Palmer’s first race with his daughter is forever in his memory. She was about a year old and he was pushing her in a stroller. “When I was coming down the hill, I turned the corner and the wheel fell off,” he said.
He was able to keep the stroller from tipping, then discarded the broken stroller and carried his daughter for the rest of the race.
Palmer also has sacrificed some of his prized finisher T-shirts for his children.
“I don’t have my first five years of shirts because they became my kids’ night shirts,” he said. “They got holes in them somehow.”
Palmer served in the Navy for four years after graduating from West Valley High School. He started running after he got out of the military.
“ I was just kind of looking for activity, exercise,” he said. “Jogging isn’t an expensive endeavor.”
He was a student at Eastern Washington University when Bloomsday began and he signed up for the first race. He’d never run such a long distance and the experience is a blur.
“I had no idea what it was like,” he said. “I just remember it being hot.”

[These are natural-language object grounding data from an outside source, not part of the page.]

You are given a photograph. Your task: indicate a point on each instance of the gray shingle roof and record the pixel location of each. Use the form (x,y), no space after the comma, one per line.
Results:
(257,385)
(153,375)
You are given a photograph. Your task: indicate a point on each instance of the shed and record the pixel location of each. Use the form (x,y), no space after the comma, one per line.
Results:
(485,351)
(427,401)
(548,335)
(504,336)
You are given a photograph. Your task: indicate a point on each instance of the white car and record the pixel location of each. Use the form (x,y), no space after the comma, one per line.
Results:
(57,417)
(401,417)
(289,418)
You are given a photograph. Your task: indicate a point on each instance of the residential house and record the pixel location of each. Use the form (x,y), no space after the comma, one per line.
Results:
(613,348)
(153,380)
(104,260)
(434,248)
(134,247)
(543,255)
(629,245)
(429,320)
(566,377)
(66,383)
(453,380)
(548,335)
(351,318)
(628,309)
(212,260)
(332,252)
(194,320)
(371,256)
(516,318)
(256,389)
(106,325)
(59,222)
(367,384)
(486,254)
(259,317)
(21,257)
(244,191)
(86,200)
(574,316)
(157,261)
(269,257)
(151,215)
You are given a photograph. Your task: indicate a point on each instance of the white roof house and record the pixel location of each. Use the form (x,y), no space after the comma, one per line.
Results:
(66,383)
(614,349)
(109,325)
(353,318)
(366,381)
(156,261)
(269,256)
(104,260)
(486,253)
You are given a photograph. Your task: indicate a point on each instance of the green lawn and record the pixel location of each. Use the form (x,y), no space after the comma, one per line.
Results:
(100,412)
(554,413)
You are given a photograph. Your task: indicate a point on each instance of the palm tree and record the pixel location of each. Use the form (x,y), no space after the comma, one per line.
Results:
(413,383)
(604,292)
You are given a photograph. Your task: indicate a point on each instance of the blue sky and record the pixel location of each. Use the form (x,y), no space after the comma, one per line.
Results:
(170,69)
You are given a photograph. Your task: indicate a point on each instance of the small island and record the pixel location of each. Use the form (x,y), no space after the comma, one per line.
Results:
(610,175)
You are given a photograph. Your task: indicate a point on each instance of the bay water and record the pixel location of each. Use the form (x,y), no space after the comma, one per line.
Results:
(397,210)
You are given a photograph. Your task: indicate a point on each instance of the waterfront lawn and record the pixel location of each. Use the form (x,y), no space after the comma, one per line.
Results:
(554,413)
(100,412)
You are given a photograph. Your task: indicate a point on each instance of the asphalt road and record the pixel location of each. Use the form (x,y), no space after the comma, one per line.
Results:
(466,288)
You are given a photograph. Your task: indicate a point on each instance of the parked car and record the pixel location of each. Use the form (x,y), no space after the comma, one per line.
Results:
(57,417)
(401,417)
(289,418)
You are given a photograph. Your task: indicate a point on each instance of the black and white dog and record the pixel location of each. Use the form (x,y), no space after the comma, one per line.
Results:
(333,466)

When the second race rolled around, Palmer’s roommate, Wally Heidenson, said he wanted to do Bloomsday so they did it together. Heidenson played tennis at West Valley and would later go on to coach tennis at Spokane Community College for nearly four decades.
“He and I skied together since we were juniors in high school,” Palmer said. “We taught our kids to ski.”
Palmer said Heidenson has done every Bloomsday since.
“He refused to get up and do the first one,” he said. “He blames me because I didn’t make him. That’s the only one he’s missed.”
Running Bloomsday became their spring ritual.
“It kind of became a tradition after the ski season,” he said.
A retired teacher and principal, Palmer has long admired Bloomsday. He likes the inclusiveness of the event.
“I like the bands along the way,” he said. “I like the people who dress up. I just give so much credit to Don Kardong for starting this, keeping it going.”
Palmer said he never expected to still be doing Bloomsday 50 years later.
“I didn’t think it would be a deal where people kept doing it,” he said.
The only time Palmer’s finishing streak was in doubt was a year when he was sick.
“I probably shouldn’t have done it,” he said. “My daughter helped me through it. I’ve been pretty blessed. I have all my parts still.”
Palmer said he was never able to break an hour with his finishing time, but wasn’t too far off. His slowest times were the years he was pushing a stroller.
“I’m not a winner, if winning is coming in first,” he said. “I’m a finisher.”
The two years that Bloomsday was virtual, Palmer and Heidenson laced up their shoes and hit the Centennial Trail. Heidenson played the “Rocky” theme song, long a staple of the Bloomsday finish line, on his phone at the end of their race. Palmer said he always gets invigorated by the song.
“I still get a little bit of speed in my step,” he said.
These days Palmer, 72, uses exercise equipment in his basement to keep in shape in addition to hitting the ski slopes in the winter. In March he starts walking and jogging near his home in Harrison, Idaho, to get ready.
When the 50th Bloomsday comes around in May, Palmer will follow tradition. He, Heidenson, his daughter and one of his sons who lives locally will meet at the Spokane Valley Mall and take a bus downtown for the race. Once the race is done, they’ll have lunch together before going their separate ways. It’s a tradition Palmer plans to maintain.
“I’ll just keep going, year by year,” he said. “I don’t have any plans to stop. I’ll keep doing it as long as I can.”